George Durack, the trade unionist who said: ‘We won’t sell jobs’
07 September, 2018
• SAD to hear George Durack is dead, (Islington campaigner and former councillor George Durack dies aged 94, September 3).
He was, I think, the last surviving member of an exceptional generation of local activists, many of whom saw service during World War II or national service afterwards. I rubbed shoulders with him in the 1970s and 80s when we were both active in what was then the Union of Post Office Workers.
At a local level, union activity mainly involved working with management to ensure that the quality of the postal service and working conditions was maintained. This ended with the coming of the Thatcher government and the arrival in the postal service of aggressive managers, whose mantra was “It’s management’s right to manage”.

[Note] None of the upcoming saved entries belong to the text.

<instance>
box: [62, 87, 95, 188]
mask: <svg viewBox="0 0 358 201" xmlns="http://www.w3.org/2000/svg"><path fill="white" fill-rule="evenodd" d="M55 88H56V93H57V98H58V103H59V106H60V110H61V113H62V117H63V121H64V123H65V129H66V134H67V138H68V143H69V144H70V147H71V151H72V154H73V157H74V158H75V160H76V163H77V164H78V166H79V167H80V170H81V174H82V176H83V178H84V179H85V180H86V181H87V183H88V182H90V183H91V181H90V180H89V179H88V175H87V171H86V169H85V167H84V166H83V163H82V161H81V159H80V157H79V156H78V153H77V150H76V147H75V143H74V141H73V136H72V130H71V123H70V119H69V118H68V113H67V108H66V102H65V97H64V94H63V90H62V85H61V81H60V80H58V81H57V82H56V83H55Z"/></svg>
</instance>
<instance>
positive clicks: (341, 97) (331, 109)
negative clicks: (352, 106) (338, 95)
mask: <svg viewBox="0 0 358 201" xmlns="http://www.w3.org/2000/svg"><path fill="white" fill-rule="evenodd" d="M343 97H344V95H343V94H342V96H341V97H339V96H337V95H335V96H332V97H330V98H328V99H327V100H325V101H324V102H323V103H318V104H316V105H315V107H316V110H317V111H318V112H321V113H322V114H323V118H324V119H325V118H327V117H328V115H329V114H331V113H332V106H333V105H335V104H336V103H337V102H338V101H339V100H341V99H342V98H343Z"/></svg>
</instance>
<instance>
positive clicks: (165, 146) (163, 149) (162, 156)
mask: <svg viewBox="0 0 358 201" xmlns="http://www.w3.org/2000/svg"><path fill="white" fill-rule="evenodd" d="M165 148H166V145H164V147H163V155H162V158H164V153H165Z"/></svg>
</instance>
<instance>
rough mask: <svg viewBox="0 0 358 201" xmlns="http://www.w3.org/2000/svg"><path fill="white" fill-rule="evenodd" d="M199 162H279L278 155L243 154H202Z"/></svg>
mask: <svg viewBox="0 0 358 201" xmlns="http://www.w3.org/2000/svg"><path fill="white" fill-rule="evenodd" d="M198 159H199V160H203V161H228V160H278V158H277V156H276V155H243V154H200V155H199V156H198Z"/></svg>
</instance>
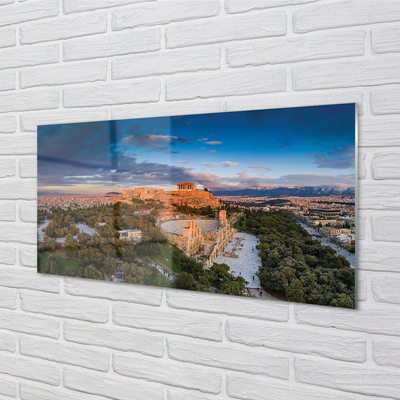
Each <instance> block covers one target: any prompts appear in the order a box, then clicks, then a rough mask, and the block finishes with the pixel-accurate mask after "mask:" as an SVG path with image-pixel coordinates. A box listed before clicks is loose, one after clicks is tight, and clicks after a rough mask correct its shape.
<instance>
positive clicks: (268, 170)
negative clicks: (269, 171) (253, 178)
mask: <svg viewBox="0 0 400 400" xmlns="http://www.w3.org/2000/svg"><path fill="white" fill-rule="evenodd" d="M246 168H249V169H257V170H263V169H264V170H267V171H270V169H269V168H268V167H262V166H261V165H254V166H253V167H246Z"/></svg>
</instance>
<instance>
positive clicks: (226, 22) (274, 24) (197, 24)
mask: <svg viewBox="0 0 400 400" xmlns="http://www.w3.org/2000/svg"><path fill="white" fill-rule="evenodd" d="M286 20H287V15H286V13H285V11H269V12H266V13H260V14H253V15H245V16H242V15H239V16H228V17H225V18H223V19H220V18H216V19H213V20H209V21H207V20H205V21H201V22H190V23H182V24H176V25H173V26H168V27H167V28H166V29H165V37H166V46H167V48H173V47H184V46H193V45H197V44H209V43H221V42H227V41H230V40H243V39H255V38H263V37H271V36H283V35H285V34H286V22H287V21H286Z"/></svg>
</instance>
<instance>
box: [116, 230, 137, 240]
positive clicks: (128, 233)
mask: <svg viewBox="0 0 400 400" xmlns="http://www.w3.org/2000/svg"><path fill="white" fill-rule="evenodd" d="M118 233H119V238H120V239H128V240H130V241H132V242H133V241H135V240H139V239H140V238H141V237H142V231H141V230H140V229H129V230H120V231H118Z"/></svg>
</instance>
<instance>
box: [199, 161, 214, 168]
mask: <svg viewBox="0 0 400 400" xmlns="http://www.w3.org/2000/svg"><path fill="white" fill-rule="evenodd" d="M202 165H204V166H205V167H206V168H211V167H213V166H214V165H217V163H212V162H211V163H202Z"/></svg>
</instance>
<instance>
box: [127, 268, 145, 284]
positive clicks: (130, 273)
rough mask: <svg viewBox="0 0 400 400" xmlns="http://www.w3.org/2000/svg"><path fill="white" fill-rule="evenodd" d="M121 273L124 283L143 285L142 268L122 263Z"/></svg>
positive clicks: (143, 271) (143, 278)
mask: <svg viewBox="0 0 400 400" xmlns="http://www.w3.org/2000/svg"><path fill="white" fill-rule="evenodd" d="M122 271H123V273H124V276H125V282H127V283H136V284H137V285H143V282H144V271H143V268H141V267H139V266H138V265H137V264H134V263H123V264H122Z"/></svg>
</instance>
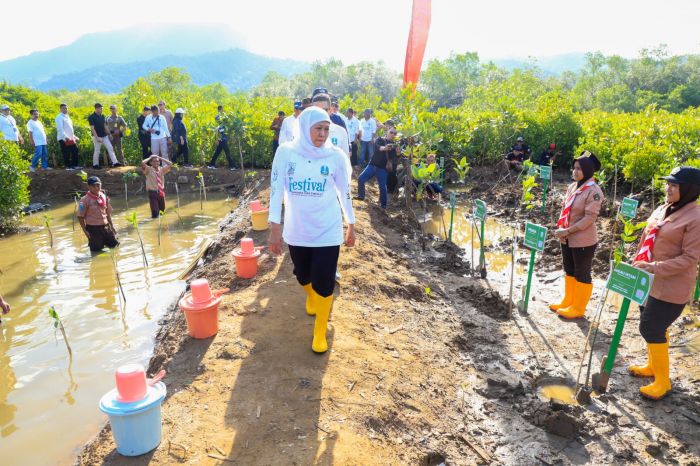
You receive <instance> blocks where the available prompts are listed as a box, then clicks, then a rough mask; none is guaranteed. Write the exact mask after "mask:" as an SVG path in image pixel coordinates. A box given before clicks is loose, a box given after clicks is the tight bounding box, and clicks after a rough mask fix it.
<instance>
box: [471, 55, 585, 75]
mask: <svg viewBox="0 0 700 466" xmlns="http://www.w3.org/2000/svg"><path fill="white" fill-rule="evenodd" d="M533 58H534V59H533V60H530V59H521V58H495V59H492V60H484V61H492V62H493V63H494V64H495V65H496V66H499V67H501V68H505V69H506V70H508V71H512V70H514V69H516V68H527V67H529V66H532V65H533V64H534V65H536V66H537V67H538V68H539V69H541V70H542V72H543V73H544V74H545V75H550V76H558V75H560V74H562V73H563V72H564V71H580V70H581V69H582V68H583V67H584V66H585V65H586V54H585V53H564V54H561V55H553V56H550V57H533Z"/></svg>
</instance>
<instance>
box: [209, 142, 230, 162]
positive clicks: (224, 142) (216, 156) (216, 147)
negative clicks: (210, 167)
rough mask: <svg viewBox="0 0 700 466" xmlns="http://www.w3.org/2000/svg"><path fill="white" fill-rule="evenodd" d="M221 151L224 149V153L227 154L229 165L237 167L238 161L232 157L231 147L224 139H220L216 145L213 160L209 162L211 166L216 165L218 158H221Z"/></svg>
mask: <svg viewBox="0 0 700 466" xmlns="http://www.w3.org/2000/svg"><path fill="white" fill-rule="evenodd" d="M221 151H224V153H225V154H226V160H227V161H228V167H229V168H235V167H236V162H234V161H233V159H232V158H231V149H229V148H228V142H227V141H224V140H221V141H219V143H218V144H217V145H216V150H215V151H214V156H213V157H212V158H211V161H210V162H209V166H211V167H215V166H216V159H218V158H219V155H220V154H221Z"/></svg>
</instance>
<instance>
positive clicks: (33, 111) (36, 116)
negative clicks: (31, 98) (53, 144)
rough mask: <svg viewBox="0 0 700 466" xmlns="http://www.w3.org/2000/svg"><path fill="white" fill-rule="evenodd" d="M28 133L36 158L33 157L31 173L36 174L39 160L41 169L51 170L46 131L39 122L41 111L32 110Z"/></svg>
mask: <svg viewBox="0 0 700 466" xmlns="http://www.w3.org/2000/svg"><path fill="white" fill-rule="evenodd" d="M27 132H28V133H29V141H31V143H32V145H34V157H32V166H31V167H30V168H29V170H30V171H33V172H35V171H36V169H37V167H38V165H39V160H41V168H42V169H44V170H51V168H49V151H48V146H47V141H46V131H45V130H44V125H43V124H42V123H41V121H39V110H37V109H31V110H30V111H29V121H28V122H27Z"/></svg>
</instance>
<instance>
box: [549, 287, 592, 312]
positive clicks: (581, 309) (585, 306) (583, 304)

They could have added: “And damn the consequences.” Within a few years a great service had all but collapsed. Most union branches were seduced by the IWM bonus scheme, which allowed postal workers to earn up to 50 per cent of their weekly wage as an additional bonus, provided they agreed to substantial cuts to jobs and the quality of service.
As secretary of the NWDO branch covering NW1 to NW11, with several hundred members and facing tremendous pressure to conform, George refused to go along with the new order and no jobs were sold. “These jobs are not ours to sell,” he told a national union conference. “They belong to future postal workers, those youngsters who are now in school.”
He was subject to compulsory retirement at 65, and I assumed that would be the last I’d hear of him. It wasn’t. For almost another 30 years his name frequently popped up in connection with numerous campaigns and social activities.
George Durack may be dead, but his spirit and his legacy will live on.